В конце концов человек делает счастливое открытие: душевное неблагополучие, даже хандра – не основание для того, чтобы уклоняться от дела. Вообще для нарушения регулярного образа жизни. Человек, для которого неблагополучие является пафосом, основным содержанием сознания, а все остальное более или менее удачной попыткой отвлечься, сменяется тогда человеком, для которого неблагополучие является только помехой, более или менее серьезной.
Гриша <Гуковский> говорит, что у него артикуляционное мышление, то есть лучшие мысли возникают у него в процессе говорения (особенного, лекторского).
Только что Нюша (домработница моей хозяйки) сообщила мне, что прачка обменяла мое мохнатое полотенце на чужое, немохнатое, а теперь принесла обратно.
Я: – Вот, очень хорошо. А то я уж сердилась, что никак не могу найти это полотенце.
Нюша (почти пренебрежительно): – Сердились! Разве вы умеете сердиться? У вас сердца нет.
Я не нашлась, что возразить на такую этимологию.
Белыми ночами прохожие выглядят неестественно. Днем у идущего по улице человека есть назначение; настоящей ночью у человека на улице есть особая свобода, облегченность движений, которая дается сознанием собственной невидимости, отдыхом от чужого взгляда. Белой ночью люди нецелесообразны и в то же время несвободны.
В литературе меня не занимают раритеты. В условном мире чудаков, гениев, преступников, святых, безумцев и поэтов (литературных) я не чувствую упорства материала, силы сопротивления, необходимейшего условия эстетической радости. Святые же, уроды и гении быстро и беспрекословно принимают любую позу.

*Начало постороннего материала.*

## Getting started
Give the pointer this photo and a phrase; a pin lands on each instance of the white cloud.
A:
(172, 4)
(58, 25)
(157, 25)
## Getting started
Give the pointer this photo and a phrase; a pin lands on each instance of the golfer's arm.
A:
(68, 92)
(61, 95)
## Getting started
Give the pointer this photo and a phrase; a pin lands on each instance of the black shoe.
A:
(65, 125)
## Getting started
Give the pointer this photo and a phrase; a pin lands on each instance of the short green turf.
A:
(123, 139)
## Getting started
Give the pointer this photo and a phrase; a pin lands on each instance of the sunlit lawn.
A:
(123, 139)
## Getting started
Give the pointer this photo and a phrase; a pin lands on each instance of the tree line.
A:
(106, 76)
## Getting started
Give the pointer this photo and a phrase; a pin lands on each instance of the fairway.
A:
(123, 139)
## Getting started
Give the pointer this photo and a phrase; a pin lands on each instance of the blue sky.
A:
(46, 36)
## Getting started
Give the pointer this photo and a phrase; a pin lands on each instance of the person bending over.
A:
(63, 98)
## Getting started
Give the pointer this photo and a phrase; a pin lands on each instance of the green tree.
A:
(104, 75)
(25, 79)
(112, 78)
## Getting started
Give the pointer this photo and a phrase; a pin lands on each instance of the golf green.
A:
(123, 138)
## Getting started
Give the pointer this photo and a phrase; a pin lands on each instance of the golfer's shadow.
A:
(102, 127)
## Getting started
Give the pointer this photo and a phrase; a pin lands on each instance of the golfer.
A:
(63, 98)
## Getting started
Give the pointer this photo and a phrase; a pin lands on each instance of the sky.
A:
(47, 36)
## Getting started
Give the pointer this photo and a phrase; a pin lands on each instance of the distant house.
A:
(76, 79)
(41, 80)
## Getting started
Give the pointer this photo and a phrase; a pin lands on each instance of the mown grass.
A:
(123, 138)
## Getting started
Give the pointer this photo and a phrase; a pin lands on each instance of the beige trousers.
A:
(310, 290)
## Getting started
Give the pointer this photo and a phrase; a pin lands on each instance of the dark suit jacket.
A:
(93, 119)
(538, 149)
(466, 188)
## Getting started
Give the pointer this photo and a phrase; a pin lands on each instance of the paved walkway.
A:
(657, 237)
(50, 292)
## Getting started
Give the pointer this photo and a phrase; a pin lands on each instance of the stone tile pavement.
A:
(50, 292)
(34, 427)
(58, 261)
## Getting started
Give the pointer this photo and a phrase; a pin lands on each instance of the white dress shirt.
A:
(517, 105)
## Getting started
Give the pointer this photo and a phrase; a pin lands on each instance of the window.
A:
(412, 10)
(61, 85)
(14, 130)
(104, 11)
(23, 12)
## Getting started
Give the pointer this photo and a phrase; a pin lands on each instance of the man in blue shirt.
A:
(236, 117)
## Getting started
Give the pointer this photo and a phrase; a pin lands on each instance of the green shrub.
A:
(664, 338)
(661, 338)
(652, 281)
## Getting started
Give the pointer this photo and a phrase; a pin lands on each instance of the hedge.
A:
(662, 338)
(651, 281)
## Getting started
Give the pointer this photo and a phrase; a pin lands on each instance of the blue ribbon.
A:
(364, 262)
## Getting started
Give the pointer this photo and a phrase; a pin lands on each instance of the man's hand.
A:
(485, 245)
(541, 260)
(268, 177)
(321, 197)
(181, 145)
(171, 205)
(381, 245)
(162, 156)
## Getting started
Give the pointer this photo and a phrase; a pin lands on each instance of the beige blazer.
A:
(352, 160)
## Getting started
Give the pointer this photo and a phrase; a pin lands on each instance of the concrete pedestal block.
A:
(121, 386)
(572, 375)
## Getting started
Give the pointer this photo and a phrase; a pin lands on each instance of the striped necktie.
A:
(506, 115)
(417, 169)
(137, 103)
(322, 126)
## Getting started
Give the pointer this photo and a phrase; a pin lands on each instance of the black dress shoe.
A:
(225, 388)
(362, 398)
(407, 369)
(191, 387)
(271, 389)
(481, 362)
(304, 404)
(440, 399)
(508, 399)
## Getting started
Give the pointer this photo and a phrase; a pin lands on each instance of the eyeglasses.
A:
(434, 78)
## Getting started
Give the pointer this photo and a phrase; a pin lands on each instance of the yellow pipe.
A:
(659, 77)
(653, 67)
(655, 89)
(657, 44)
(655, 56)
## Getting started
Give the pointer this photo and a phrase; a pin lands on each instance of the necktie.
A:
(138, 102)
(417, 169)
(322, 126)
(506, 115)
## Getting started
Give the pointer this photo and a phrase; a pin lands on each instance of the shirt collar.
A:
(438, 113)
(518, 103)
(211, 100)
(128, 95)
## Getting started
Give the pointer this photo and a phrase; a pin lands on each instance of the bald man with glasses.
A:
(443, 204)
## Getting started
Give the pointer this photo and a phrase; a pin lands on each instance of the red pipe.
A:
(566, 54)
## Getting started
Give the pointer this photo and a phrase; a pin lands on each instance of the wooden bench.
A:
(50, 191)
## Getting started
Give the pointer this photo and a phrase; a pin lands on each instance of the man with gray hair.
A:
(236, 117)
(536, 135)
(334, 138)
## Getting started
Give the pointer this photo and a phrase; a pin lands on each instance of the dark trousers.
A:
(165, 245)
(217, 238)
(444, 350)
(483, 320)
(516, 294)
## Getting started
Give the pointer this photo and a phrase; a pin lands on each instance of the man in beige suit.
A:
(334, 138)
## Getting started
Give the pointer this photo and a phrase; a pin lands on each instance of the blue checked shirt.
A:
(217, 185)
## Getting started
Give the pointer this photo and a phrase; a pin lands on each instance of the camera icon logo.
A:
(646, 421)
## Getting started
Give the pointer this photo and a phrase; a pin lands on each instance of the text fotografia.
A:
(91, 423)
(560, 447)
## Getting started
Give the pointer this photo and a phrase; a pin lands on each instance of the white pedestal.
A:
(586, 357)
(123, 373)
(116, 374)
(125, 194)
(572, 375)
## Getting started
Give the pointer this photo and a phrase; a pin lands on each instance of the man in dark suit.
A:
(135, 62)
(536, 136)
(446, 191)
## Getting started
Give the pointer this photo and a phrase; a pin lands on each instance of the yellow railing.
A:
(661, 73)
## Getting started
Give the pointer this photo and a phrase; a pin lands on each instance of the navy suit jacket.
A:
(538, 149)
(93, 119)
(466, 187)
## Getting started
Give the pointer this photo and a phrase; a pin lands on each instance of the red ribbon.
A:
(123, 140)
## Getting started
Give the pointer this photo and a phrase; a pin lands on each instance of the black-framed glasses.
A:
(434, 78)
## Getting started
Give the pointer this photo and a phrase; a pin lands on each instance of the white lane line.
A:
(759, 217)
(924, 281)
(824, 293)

В человеке и в судьбе человека подлежит анализу не неповторимо личное, потому что оно есть последний и нашими способами не разложимый предел психического механизма; и не типическое, потому что типизация подавляет материал, но в первую очередь – все психофизиологически и исторически закономерное. Фатум человека как точка пересечения всеобщих тенденций.
У человека бывает по нескольку фатумов: интеллектуальный, эмоциональный, профессиональный и проч.; они не у всех увязаны между собой. Не будучи исторической личностью, можно быть историческим человеком. Не бегая вперегонки с историей, можно ощущать давление времени в своей крови.
Оттенок чудачества и путаницы в человеческом материале литературы не удовлетворяет меня. Главное для писателя – отразить пафос закономерной человеческой судьбы. Что касается дневников, записных книжек, то автор их принужден идти по пятам за собственной жизнью, которая не обязалась быть поучительной.
Мне несколько раз приходилось расспрашивать о Ларисе Рейснер людей, знавших или видавших ее. Отзывы были всегда не по существу дела:
– Какая она была красивая!
– Лариса Рейснер! Она чудесно каталась на коньках.